The phrase “not for an hour” supplies an important nuance. Yielding can be momentary, but it is still significant. The verse implies that even a small concession can carry the character of “subjection.” Yielding is therefore not defined by size or duration but by direction: it is movement toward someone else’s claim. In Paul’s framing, yielding would have been the beginning (or confirmation) of a pattern of subjection, regardless of how briefly it was enacted.

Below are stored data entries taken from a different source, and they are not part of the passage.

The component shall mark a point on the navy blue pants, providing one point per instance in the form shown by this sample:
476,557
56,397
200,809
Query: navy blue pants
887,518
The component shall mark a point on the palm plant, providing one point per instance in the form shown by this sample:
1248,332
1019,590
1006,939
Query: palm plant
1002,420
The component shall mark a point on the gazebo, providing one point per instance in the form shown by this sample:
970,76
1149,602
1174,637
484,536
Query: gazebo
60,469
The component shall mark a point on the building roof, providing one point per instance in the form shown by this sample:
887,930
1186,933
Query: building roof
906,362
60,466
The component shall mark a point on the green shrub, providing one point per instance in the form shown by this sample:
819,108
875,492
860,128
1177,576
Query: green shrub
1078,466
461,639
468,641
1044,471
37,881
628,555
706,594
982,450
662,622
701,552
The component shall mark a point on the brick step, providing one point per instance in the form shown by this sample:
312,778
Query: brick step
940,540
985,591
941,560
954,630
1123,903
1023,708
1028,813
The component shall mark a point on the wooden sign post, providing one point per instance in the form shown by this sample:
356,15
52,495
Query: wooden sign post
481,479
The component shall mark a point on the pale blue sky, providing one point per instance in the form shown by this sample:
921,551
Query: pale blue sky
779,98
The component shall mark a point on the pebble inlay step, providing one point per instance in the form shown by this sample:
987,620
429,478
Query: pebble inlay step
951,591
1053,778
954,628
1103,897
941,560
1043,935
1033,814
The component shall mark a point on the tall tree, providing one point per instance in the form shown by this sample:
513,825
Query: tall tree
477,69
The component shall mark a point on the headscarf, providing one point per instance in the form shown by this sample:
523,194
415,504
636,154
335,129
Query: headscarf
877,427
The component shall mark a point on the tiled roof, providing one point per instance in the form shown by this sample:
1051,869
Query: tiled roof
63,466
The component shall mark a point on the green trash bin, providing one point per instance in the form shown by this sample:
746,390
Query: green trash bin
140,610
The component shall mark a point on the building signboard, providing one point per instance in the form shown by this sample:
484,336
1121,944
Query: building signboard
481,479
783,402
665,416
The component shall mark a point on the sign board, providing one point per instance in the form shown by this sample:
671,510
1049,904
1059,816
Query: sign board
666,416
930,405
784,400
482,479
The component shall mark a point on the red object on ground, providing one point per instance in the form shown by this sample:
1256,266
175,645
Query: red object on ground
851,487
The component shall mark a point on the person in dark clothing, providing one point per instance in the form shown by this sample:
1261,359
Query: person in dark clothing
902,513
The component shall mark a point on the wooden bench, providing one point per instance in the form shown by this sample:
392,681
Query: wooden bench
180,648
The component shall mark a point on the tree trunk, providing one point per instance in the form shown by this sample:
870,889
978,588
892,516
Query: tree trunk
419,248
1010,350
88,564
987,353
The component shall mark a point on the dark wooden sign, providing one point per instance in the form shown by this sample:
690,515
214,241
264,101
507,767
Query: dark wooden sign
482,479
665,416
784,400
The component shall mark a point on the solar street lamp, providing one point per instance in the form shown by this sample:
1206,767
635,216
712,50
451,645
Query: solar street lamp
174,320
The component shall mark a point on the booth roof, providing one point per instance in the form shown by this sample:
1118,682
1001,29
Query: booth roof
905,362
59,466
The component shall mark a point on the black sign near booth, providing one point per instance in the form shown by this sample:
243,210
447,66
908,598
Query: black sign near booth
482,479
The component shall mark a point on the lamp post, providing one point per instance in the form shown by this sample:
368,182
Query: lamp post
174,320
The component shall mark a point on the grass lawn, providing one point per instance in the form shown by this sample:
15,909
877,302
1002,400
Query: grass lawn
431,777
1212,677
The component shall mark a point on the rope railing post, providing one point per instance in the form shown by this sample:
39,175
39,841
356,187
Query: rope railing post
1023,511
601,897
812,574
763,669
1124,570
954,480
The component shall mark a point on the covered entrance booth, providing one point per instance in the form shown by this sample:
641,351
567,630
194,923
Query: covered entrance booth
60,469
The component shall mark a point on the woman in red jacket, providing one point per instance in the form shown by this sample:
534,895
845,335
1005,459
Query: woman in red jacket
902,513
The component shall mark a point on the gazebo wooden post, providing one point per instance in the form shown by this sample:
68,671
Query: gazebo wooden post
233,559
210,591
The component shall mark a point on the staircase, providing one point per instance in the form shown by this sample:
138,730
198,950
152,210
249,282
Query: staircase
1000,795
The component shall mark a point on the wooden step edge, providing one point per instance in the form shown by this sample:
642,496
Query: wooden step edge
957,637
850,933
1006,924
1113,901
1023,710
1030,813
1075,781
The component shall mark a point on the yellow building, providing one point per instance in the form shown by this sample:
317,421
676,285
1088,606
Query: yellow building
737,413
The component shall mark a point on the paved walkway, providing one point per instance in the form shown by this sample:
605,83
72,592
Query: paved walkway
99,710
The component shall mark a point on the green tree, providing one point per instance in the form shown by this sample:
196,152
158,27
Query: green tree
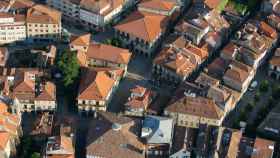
69,66
35,155
113,41
276,91
264,86
257,96
249,107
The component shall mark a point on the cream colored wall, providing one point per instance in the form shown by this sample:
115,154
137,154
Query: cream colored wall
76,48
44,105
12,32
47,31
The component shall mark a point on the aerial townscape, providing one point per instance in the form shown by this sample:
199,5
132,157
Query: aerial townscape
139,79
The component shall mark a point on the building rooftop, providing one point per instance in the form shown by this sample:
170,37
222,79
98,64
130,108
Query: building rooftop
181,62
207,81
43,15
108,53
143,25
263,148
114,136
140,98
197,106
238,72
217,68
102,7
96,83
82,40
157,130
60,146
165,5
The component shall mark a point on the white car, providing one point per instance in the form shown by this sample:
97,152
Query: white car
253,85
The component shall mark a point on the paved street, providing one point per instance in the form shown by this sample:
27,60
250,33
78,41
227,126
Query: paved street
248,97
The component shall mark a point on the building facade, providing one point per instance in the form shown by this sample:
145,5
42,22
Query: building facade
13,28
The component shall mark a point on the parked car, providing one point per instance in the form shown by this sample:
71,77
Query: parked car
253,85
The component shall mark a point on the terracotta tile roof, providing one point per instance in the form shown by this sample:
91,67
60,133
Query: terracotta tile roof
82,58
197,106
212,4
237,75
218,94
143,98
183,63
77,2
138,89
24,82
3,107
217,21
229,50
217,68
181,43
96,83
205,80
5,15
268,30
22,4
9,123
275,61
61,156
4,4
108,53
143,25
4,137
274,18
48,92
43,15
102,7
157,4
62,143
186,27
83,40
263,148
113,136
3,55
234,144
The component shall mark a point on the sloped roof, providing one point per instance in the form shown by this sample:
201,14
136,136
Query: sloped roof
275,61
48,92
105,141
161,127
234,144
197,106
24,82
158,4
5,137
43,14
263,148
97,83
82,40
143,25
108,53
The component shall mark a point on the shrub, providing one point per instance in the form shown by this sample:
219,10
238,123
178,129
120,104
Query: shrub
264,86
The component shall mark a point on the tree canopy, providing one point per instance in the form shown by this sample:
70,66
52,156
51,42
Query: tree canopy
69,66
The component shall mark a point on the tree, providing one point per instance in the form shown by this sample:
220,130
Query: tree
113,41
257,96
69,66
264,86
249,107
35,155
276,92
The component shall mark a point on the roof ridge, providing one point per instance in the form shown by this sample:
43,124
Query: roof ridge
145,25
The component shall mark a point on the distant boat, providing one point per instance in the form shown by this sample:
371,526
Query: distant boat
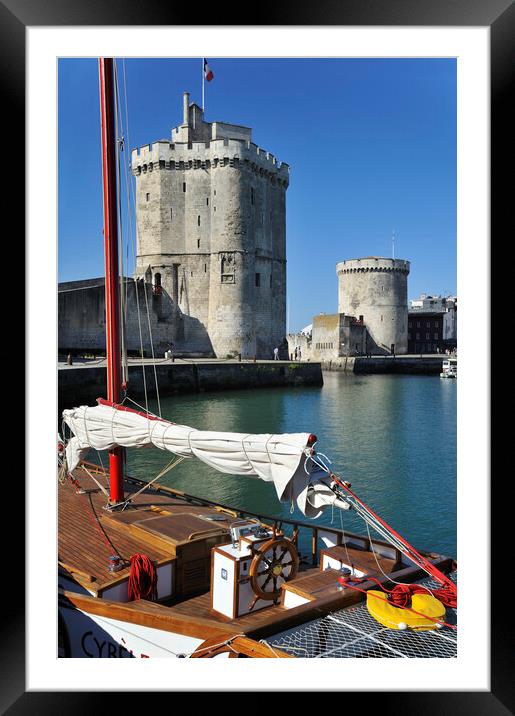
449,368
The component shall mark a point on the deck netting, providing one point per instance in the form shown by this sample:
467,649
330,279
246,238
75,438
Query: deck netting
353,633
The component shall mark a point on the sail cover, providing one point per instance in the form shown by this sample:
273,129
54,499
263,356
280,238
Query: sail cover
280,459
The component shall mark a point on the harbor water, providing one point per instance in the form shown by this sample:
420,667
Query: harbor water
392,436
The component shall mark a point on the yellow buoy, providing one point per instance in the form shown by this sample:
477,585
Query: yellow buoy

The stated aim—“that the truth of the Good News might continue with you”—shows that yielding would have had consequences beyond the immediate interaction. The verb’s force is relational and communal: Paul sees the choice to yield (or not) as affecting what “continues with” the community. Yielding is not merely personal deference; it is a concession with implications for what the church lives under and with. The line thus portrays yielding as an action that can either protect or jeopardize continuity with “truth,” depending on whether it is refused or granted.

In this single attestation, eiko stands in a tightly argued contrast: yielding would have led to a state described as “subjection,” while refusing to yield serves the goal of preserving the ongoing presence of “the truth of the Good News.” The definition “to yield” is therefore expressed as a tangible, pressure-point decision—whether to give way and allow subjection to take hold, or to deny it any foothold.

Imagery

The verse’s imagery is spatial and temporal: yielding is like giving “place,” and the refusal is marked down to “an hour.” Paul’s wording evokes a contested space in which one side seeks entry “in the way of subjection.” To yield would be to open that space; to refuse is to keep it closed so that what remains present is not subjection but “the truth of the Good News,” continuing with the community.

Sources: Lexical data from Strong’s Exhaustive Concordance and the Translators Brief Lexicon of Extended Strongs for Greek (STEPBible, CC BY). Occurrence data from the Translators Amalgamated Greek New Testament (STEPBible, CC BY). Scripture quotations from the World English Bible (public domain).